The deal was in the works before the pandemic hit, which Muller said bolstered the demand for Ace’s offerings as brands became more sensitive about their messaging, particularly in the midst of the social unrest over the summer – and now the riots at the US Capitol.

“That actually gave a pretty sizable boost to the Ace business because brands were doing a lot more testing and measurement of their creatives and also benchmarking,” he said. “They really wanted to understand what their competitors are messaging and how that was resonating.”

The deal comes on the heels of last month’s upgrade of iSpot’s Unified Measurement platform, which allows brands to utilize person-level, cross-screen ad measurement in real time and analyze the impact of CTV and linear impressions on business outcomes within 24 hours.

“Everything we do is cross platform now, whether its audience measurement, business outcomes and now brand impact,” Muller said. “With the combination with Ace, we have plans to roll out specific brand impact [measurement for] every streaming platform and across linear as well.”

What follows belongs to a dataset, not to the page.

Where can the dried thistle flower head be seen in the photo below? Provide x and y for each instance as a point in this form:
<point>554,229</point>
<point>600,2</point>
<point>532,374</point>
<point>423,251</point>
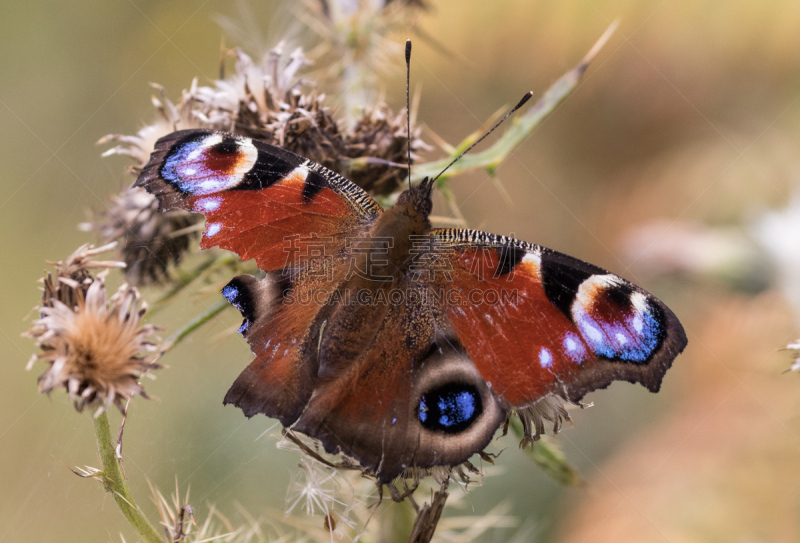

Also on the docket for iSpot, Muller said, is a possible IPO in the years ahead. He’s also not ruling out additional M&A activity.

“We’re getting to a pretty sizable scale now where we’re starting to think about a potential IPO,” Muller said. “We’re always on the lookout for innovative companies and services that are very complementary to us, but all of this revolves around delivering market-leading and best in-breed solutions to the market place.”

The Ace deal will add 42 Ace employees to iSpot, bringing its total head count to 240. iSpot will retain Ace Metrix’s Los Angeles headquarters, adding to iSpot’s presence in Seattle, New York City and other cities across the US. Ace CEO Peter Daboll will join iSpot as chief strategy officer.